Seperti dinyatakan oleh Tubagus P. Svarajati dalam koran Tempo edisi 8 Mei 2008 dan 22 Januari 2009 lalu, ternyata upaya revitalisasi tersebut tidak bisa menolak untuk tidak memberikan permasalahan baru. Bahwa empat tahun terakhir, keramaian itu—seperti kala pecinan masih ramai—ditingkatkan, meski tak lagi di situs asalnya. Namanya Pasar Imlek Semawis, diadakan oleh Komunitas Pecinan Semarang untuk pariwisata (Kopi Semawis), serta acara Waroeng Semawis, yakni pusat jajan kaki lima di ruas Jalan Gang Warung. Bukanya hanya pada malam hari, Jumat hingga Minggu.

Dua kegiatan tersebut, ujarnya, ditengarai menjadi penanda kuat Semarang kiwari, selain tentu saja lokus Pecinan itu memang sudah bermagnet: ada 13 kelenteng tersebar di sana. Tetapi di sisi lainnya, lingkungan Pecinan menjadi semakin kumuh, lalu lintas memadat, relasi sosial melonggar.

Kemudian Tubagus menanyakan, mengapa para stakeholders tidak acuh pada pokok-pokok soal itu. Penggawa Kopi Semawis—sebagai pencetus dan pelaksana ide—pun abai dan lalai, padahal salah satu alasan pendiriannya adalah merevitalisasi Pecinan. Revitalisasi apa? Apakah dengan cara berdagang ala Waroeng atau Pasar Imlek Semawis itu? Adakah program yang holistik, integralistik dalam membangun kawasan? Apakah kehadiran kerumunan layak dicacah sebagai keberhasilan?

Secara eksplisit pun dikatakan bahwa Kopi Semawis tak lebih sebagai organisasi klangenan saja. Ia seakan-akan bergiat, padahal tidak berinteraksi atau mengakar pada kebutuhan masyarakat yang hendak dilayaninya. Dan di akhir kesimpulannya, dikatakan bahwa terdapat jarak kultural, ekonomi (dan politis) yang mesti didekatkan, dengan semacam perencanaan dan pengelolaannya melibatkan masyarakat lokal (community-based tourism).

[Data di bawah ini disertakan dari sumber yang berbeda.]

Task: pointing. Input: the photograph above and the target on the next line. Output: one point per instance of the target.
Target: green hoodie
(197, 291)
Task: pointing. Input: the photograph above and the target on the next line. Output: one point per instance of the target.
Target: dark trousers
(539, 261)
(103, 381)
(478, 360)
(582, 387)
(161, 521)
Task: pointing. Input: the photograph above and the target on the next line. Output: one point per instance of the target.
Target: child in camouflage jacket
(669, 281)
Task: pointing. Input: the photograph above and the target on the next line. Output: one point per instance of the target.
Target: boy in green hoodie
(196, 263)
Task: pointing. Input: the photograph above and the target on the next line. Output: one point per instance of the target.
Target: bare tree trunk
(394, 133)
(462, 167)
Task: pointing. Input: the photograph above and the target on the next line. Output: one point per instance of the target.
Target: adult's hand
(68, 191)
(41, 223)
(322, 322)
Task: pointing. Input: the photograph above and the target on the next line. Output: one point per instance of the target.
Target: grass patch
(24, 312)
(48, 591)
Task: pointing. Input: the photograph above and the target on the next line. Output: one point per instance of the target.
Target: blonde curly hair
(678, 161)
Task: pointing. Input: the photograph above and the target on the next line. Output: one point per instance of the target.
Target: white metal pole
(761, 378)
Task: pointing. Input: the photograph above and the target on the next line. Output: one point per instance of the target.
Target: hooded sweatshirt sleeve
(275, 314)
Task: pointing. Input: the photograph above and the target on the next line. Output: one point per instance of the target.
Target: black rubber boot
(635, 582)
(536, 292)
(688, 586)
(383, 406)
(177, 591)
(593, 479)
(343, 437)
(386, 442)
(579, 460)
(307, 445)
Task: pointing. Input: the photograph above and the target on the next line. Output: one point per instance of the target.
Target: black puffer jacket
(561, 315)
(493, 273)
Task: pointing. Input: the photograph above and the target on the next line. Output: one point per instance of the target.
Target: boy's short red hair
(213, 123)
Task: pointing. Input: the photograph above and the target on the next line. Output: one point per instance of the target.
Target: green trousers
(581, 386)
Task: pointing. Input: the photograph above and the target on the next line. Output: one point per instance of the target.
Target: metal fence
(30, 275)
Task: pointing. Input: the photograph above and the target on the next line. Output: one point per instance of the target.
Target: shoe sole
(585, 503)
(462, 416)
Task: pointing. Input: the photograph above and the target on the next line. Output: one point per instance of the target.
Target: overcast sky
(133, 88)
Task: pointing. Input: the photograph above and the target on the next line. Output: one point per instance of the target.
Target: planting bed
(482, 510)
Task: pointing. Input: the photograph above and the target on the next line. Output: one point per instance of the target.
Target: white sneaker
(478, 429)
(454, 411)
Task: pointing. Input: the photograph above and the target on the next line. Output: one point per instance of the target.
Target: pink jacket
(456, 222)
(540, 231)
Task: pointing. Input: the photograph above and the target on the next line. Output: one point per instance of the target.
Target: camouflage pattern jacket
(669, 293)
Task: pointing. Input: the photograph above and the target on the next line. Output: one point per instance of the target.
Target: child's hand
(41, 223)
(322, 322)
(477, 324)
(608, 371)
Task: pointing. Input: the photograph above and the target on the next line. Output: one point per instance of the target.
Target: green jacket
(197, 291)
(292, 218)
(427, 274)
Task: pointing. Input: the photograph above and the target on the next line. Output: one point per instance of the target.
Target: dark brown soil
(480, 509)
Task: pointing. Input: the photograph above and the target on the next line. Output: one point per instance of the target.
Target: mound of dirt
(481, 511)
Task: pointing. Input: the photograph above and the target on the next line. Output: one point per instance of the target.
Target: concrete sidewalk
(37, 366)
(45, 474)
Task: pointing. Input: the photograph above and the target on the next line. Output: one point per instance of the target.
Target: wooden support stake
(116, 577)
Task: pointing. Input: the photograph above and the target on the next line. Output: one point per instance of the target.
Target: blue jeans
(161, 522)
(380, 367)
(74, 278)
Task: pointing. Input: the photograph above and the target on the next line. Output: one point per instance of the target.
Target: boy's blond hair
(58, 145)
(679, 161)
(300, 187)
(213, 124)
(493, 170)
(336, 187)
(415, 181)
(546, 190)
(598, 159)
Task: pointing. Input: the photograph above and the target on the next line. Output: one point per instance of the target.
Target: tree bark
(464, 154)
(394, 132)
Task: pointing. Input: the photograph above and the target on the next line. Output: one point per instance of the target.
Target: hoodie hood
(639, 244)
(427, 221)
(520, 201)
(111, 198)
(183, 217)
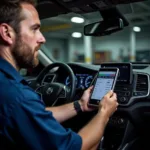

Jika dirunut, Kopi Semawis ini resmi berdiri pada 28 November 2005, dengan disahkan oleh seorang notaris. Konon perkumpulan ini dinamakan ”Kopi Semawis” adalah karena kata ”semawis” itu sendiri merupakan pembahasaan Jawa Kawi dari kata”semarang”. Dan ”kopi”, semua orang tahu, minuman yang membuat mata betah melek, atau aktif lebih lama. Demikian diandaikan nama ”Kopi Semawis” dapat memunculkan harap agar kehidupan di Semarang berlangsung lebih panjang, agar waktu mengecap makanan yang tersohor lebih panjang, agar orang mengetaui bahwa di Semarang ada udara sejuk.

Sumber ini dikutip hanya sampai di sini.